The response to someone who brings tobacco products on campus is compassion and collaboration with that person to find ways that work for them to adhere to the policy, as well as removing the tobacco products from campus. To learn more about how to promote adherence see How can I promote client adherence to a tobacco-free policy at my program?

Would employees, clients, or visitors be allowed to smoke in their car while it’s parked on property covered by the 100% tobacco-free policy?

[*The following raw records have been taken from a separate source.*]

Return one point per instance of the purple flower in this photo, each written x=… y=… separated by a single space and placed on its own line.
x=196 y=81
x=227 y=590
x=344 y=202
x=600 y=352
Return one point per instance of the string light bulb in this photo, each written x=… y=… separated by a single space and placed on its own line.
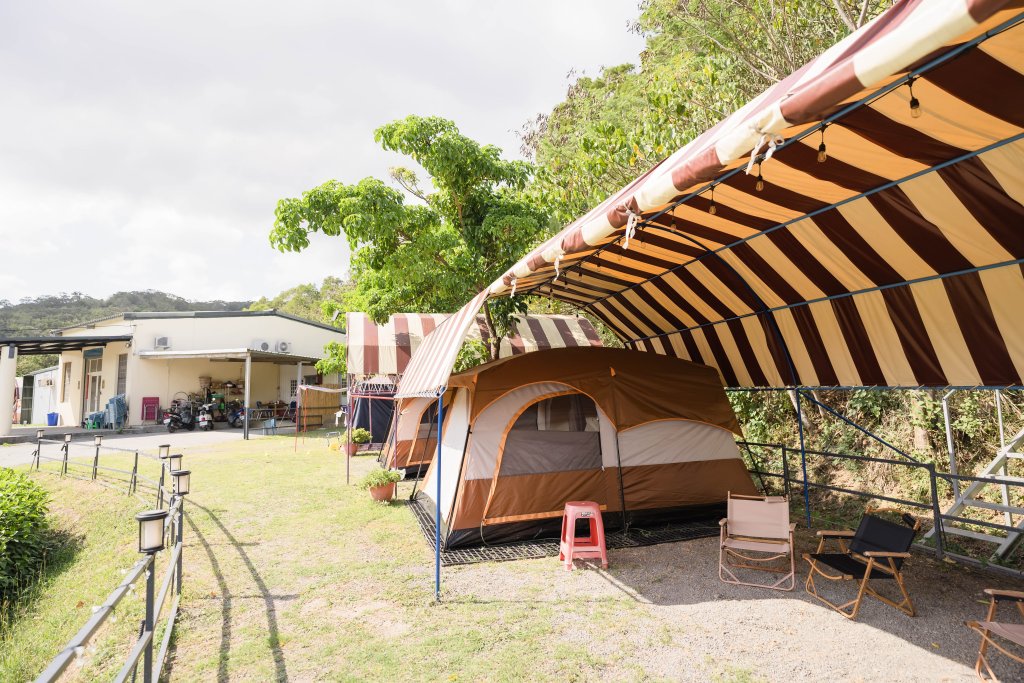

No. The policy prohibits smoking and tobacco use on ALL agency property, which includes inside parked and moving vehicles on the property. It also prohibits tobacco use inside agency-owned vehicles.
How do I address concerns about people who go to smoke on my neighbor’s property?
An important part of the implementation process is reaching out to your neighbors. Let them know you will be implementing a tobacco-free campus policy and have a discussion ahead of time about how you can work together if individuals from your campus use tobacco on your neighbor’s property. Communicate with clients and staff about these discussions. Offer compassion, evidence-based treatment, and collaborate with the client to find ways to prevent use on campus, as well as any encroachment on neighbors’ space.